Bombeiro 'treina' negociação política

Ronaldo Schiavone
| Tempo de leitura: 2 min

Nas últimas semanas, representantes do Corpo de Bombeiros de Bauru se revezaram durante as sessões da Câmara Municipal para tentar convencer os vereadores sobre a importância da aprovação da taxa de sinistro. Por isso, quando a contribuição foi aprovada ontem, o sentimento na galeria do prédio do Poder Legislativo era de alívio.

O capitão José Guerxis de Aguiar afirma que a luta pela implantação da tarifa foi um dos momentos mais difíceis da sua carreira. “Em toda a minha vida no Corpo de Bombeiros e na Polícia Militar, nunca vivi uma situação tão desgastante quanto essa. Recebemos treinamento para mergulho, altura e combate à incêndio nos mais variados tipos de emergência, mas essa situação que estamos enfrentando depende da vontade humana”, justifica.

Ele revela que precisou aprender a lidar com os imprevistos da política. “Você conversa com a pessoa em um determinado momento e no momento seguinte aquilo já está totalmente defasado e é preciso negociar novamente”, diz.

Aguiar afirma que ainda não é possível saber quanto será gerado pela nova taxa, mas ele acredita que o valor deverá ficar próximo do que foi calculado pela corporação antes da aprovação das emendas, ou seja, entre R$ 700 mil e R$ 800 mil. “Acredito que a arrecadação não irá cair muito em relação ao que havíamos proposto, porque os valores que foram aprovados estão próximos do que havíamos pensado”, declara.

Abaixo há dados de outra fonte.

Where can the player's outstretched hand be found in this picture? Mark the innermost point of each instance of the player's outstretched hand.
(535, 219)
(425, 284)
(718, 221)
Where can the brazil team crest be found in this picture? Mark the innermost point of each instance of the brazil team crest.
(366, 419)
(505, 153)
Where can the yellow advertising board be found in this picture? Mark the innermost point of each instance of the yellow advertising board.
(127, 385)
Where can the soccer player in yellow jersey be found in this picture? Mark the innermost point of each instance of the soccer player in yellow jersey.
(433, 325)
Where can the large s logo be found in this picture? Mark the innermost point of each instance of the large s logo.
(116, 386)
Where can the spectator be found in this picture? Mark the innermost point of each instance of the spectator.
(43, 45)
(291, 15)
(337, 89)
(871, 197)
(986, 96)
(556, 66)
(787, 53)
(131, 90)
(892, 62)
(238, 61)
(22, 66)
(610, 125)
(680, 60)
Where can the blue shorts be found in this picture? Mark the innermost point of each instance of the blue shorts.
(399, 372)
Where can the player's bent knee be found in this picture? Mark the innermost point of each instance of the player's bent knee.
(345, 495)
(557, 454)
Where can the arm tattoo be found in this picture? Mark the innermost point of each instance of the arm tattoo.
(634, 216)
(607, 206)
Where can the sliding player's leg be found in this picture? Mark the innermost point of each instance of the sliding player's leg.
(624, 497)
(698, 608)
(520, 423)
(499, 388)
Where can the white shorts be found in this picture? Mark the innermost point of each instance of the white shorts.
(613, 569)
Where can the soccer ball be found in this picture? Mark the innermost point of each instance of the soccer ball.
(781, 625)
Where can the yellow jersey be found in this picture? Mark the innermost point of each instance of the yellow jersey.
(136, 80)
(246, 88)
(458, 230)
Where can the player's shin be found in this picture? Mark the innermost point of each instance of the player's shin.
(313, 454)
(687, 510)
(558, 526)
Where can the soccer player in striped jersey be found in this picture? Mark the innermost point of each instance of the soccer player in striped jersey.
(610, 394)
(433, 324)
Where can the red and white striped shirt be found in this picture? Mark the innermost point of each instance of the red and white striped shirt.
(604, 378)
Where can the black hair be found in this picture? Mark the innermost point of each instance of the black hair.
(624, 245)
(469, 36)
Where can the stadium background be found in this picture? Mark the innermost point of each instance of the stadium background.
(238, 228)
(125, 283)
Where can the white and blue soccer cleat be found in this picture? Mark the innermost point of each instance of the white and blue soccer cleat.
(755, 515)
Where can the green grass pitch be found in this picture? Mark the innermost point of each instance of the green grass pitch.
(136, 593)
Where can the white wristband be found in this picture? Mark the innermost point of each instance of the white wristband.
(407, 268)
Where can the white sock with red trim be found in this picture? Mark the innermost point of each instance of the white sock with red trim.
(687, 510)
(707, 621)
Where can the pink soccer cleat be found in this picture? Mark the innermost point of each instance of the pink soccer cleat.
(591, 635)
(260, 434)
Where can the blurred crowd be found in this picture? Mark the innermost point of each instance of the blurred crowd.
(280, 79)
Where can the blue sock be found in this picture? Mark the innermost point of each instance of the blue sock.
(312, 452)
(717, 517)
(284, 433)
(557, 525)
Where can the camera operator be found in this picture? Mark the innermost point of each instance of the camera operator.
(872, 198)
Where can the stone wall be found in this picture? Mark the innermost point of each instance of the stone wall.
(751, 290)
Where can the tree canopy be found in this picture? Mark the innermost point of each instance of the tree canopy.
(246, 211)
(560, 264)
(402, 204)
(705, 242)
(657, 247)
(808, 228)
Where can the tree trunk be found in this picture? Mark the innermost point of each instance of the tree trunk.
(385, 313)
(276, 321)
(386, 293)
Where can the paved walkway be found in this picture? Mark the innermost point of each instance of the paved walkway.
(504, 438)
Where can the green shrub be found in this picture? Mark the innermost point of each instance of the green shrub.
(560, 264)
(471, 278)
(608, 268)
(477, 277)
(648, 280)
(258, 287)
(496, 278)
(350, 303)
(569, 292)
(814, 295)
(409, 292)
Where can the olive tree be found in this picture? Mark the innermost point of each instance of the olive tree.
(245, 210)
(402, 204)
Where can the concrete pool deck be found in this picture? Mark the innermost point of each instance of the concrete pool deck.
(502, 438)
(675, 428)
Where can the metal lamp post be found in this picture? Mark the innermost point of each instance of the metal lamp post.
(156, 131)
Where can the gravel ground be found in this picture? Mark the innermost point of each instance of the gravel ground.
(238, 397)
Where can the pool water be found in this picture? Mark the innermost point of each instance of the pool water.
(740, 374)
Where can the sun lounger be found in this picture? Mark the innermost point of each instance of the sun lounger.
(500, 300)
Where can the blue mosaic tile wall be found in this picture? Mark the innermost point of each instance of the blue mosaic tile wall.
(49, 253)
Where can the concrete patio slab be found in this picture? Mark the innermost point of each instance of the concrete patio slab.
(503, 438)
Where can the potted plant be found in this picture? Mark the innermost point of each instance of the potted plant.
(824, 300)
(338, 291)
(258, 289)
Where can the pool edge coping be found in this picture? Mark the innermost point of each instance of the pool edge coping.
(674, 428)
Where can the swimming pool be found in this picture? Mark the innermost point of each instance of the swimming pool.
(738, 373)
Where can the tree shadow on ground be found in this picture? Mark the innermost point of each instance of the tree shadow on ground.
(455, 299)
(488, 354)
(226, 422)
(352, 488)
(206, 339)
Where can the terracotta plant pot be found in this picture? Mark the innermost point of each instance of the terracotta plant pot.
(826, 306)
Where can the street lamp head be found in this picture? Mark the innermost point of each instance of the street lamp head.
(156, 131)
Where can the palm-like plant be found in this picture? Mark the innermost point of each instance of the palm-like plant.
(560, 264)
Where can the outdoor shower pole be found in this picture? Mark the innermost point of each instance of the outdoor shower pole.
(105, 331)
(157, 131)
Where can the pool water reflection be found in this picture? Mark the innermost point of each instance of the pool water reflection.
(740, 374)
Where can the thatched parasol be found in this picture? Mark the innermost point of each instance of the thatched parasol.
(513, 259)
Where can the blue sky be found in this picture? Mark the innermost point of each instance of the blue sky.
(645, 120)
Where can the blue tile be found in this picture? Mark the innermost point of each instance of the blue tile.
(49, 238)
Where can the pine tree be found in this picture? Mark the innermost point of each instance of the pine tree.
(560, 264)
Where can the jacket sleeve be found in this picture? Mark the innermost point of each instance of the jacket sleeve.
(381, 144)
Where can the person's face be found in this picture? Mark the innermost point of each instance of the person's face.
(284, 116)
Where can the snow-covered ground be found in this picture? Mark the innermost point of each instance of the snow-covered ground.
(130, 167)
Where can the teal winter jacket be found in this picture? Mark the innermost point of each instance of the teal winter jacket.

Ele diz que irá providenciar um estudo para saber o número exato de imóveis que serão taxados e em que categoria eles serão inseridos. “Adotamos uma estratégia no Corpo de Bombeiros para que, até meados de janeiro, já tenhamos esses dados para o banco que irá emitir esse tributo”, comenta.

Desconto

Para o capitão Aguiar, a aprovação da emenda que permite desconto de 50% para indústrias e estabelecimentos comerciais que possuam o auto de vistoria do Corpo de Bombeiros será até benéfica para a corporação. “Ela vai reduzir a incidência de emergências nessas localidades. O nosso equipamento será poupado”, comenta.

Ele acredita que a medida também favorecerá a população. “A própria cidade ganhou com isso, porque quando ela passa a ser dotada de sistemas de prevenção, o contribuinte que estiver circulando em uma loja ou shopping, terá segurança para ele e os familiares. Se a edificação não for dotada desses sistemas, ele estará em risco”, diz.

Aguiar afirma, ainda, que a grande vantagem da taxa é permitir que o Corpo de Bombeiros passe a ter recursos próprios. “Hoje, nós não temos nada e precisamos ficar pedindo tudo o que precisamos no Gabinete. Quando você tiver essa arrecadação sendo colocada à disposição, poderemos fazer o mesmo planejamento que é feito em outras cidades em que a taxa existe”, prevê.

Atualmente, o governo estadual é reponsável pelo custeio da folha de pagamento e treinamento da corporação, que representam 90% dos gastos. Cabe ao município o fornecimento de combustível, alimentação, telefone, eletricidade e água, entre outros serviços.